Now, for the first time, there is a detailed inside account of how that game is played. The U.S. investigation of the 2008 Mumbai attacks  has built a strong case that officers in Pakistan's Inter-Services Intelligence Directorate (ISI) collaborated with the Lashkar-e-Taiba terrorist group in the plot that killed 166 people, six of them Americans. U.S. and Indian investigators say their understanding of the ISI-Lashkar alliance is drawn from the confessions of David Coleman Headley, an American convicted of participating in the Mumbai plot, as well as documents, phone records and electronic eavesdropping.
Officials from both countries say they are persuaded that ISI officers recruited and trained Headley in spying techniques and gave him money and instructions to scout targets in Mumbai and elsewhere. Headley has told investigators that a Pakistani Navy frogman helped plan the maritime attack on Mumbai, according to a 119-page report recounting his interrogation this year by Indian authorities. The report, which was obtained by ProPublica, quotes Headley as saying his Pakistani intelligence handler took part in a discussion about a subsequent Lashkar plot to attack a Danish newspaper -- information that Pakistan did not share with Danish authorities.
In essence, U.S. and Indian officials say, Headley was more than a terrorist: He served as a Pakistani spy.
During the period that ISI officers allegedly helped Lashkar plan to kill Americans and Jews in Mumbai, the intelligence service was working closely with the CIA and U.S. military in counter-terrorism efforts and Pakistani President Asif Ali Zardari was pledging his support for the U.S. campaign against militants in Pakistan and Afghanistan.

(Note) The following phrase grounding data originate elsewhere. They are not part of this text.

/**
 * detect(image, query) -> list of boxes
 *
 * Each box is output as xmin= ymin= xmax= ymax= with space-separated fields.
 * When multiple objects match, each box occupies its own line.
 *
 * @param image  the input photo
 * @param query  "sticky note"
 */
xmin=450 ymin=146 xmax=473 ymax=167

Pakistani officials deny any link to Lashkar and point out that hundreds of ISI officers have died in clashes with militants. They accuse India of politically motivated distortion in the report on Headley's interrogation.
"It is a stereotype, a Pakistan-specific version of an Indian interrogation," said a Pakistani official who requested anonymity because of the sensitive topic. "The Indian version is totally distorted and fabricated as there was no involvement of the ISI whatsoever. Nor did any serving official interact with Headley or any of the perpetrators."
But U.S. investigators see much of Headley's account as credible, U.S. officials said. The investigators believe his main handler, a man identified only as Major Iqbal, was a serving member of ISI and one of several Pakistani intelligence officers who had contact with Headley, according to U.S. officials.
The Obama administration has expressed frustration with Pakistan's failure to bring to justice the suspected masterminds of Mumbai and to rein in Lashkar, the ISI's longtime proxy army against India. Recent intelligence shows Lashkar remains intent on striking the West, according to a U.S. official who requested anonymity.